In 2017, these services had a tumultuous year. Apocalyptic images of discarded dockless bikes in China left American officials that are experimenting with this model for bikesharing scrambling to ensure their cities avoid the same fate. Meanwhile, Uber’s admission that it paid a $100,000 ransom to hackers who stole 57 million user accounts damaged that company’s credibility as a protector of passenger privacy. And a widely shared study from researchers at University of California-Davis refuted several optimistic hypotheses about ride-hailing’s societal benefits: It found that companies like Uber and Lyft are spurring urban congestion, siphoning public transit riders, and failing to entice many people to give up their cars. Not coincidentally, transit agencies like Washington, D.C.’s WMATA are now launching their own investigations to see if declining ridership can be traced to the emergence of ride-hailing.
The tide is turning, especially as the line between public and private forms of urban transportation blurs. American transit agencies are partnering with ride-hailing companies to offer late-night service, move people to bus or rail stations (“first mile/last mile” solutions), and manage paratransit for riders with limited mobility. Ride-hailing companies are in an awkward position if they refuse to share data with governments that subsidize them. “If I’m paying you to move a passenger, the data for that passenger isn’t yours,” I heard a Texas transit official say recently to a ride-hailing executive. “It’s mine.” The executive had no response.
When will policymakers finally be able to access the data they need to manage streets and sidewalks in the public interest, and how will they get it? The most likely solution is via a data exchange that anonymizes rider data and gives public experts (and perhaps academic and private ones too) the ability to answer policy questions.
This idea is starting to catch on. The World Bank’s OpenTraffic project, founded in 2016, initially developed ways to aggregate traffic information derived from commercial fleets. A handful of private companies like Grab and Easy Taxi pledged their support when OpenTraffic launched. This fall, the project become part of SharedStreets, a collaboration between the National Association of City Transportation Officials (NACTO), the World Resources Institute, and the OECD’s International Transport Forum to pilot new ways of collecting and sharing a variety of public and private transport data. Kevin Webb, the founder of SharedStreets, envisions a future where both cities and private companies can utilize SharedStreets to solve questions on topics like street safety, curb use, and congestion.
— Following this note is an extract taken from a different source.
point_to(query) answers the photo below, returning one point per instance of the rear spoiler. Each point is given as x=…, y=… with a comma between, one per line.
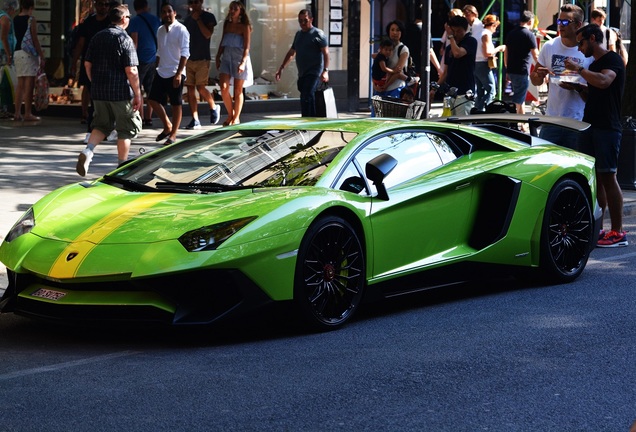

That’s a laudable goal, but Shared Streets will have to solve several challenges in order to become a go-to resource. For example, it’s hard to provide a complete picture of urban mobility unless the heavyweights like Uber, Lyft, Didi Chuxing, Ofo, and Mobike participate; so far none of them has signed on. There is also the question of how tech behemoths like Google and Apple—collectors of massive datasets about individuals’ movement—can be involved. Perhaps they can be sources of reliable revenue that SharedStreets will need in order to scale (at present the initiative is being incubated with philanthropic support).
Finally, there is the critical question of privacy. Although Uber’s hacking scandal has dinged ride-hailing’s credibility as a protector of passenger data, new mobility services do have a point when they push back against handing over rider information to the government. It’s reasonable to assume that at least some customers will balk at the prospect of public agencies accessing their personal ride histories.
Webb says that SharedStreets will handle those concerns by collecting aggregated data that is rich enough to allow for deep analysis while still hiding information about individual rides. New mobility service companies could further protect their passengers by converting trip data into so-called “synthetic populations” of artificial data modeled after trips that people actually took.
However the new mobility service data arrives—almost certainly aggregated, and potentially artificially modeled—there will need to be a way to ensure it is accurate. After all, companies like Uber and Lyft have a vested interest in the questions policymakers pose about their impact on city streets. Data validation—especially for modeled data—is crucial for such an exchange to be trusted.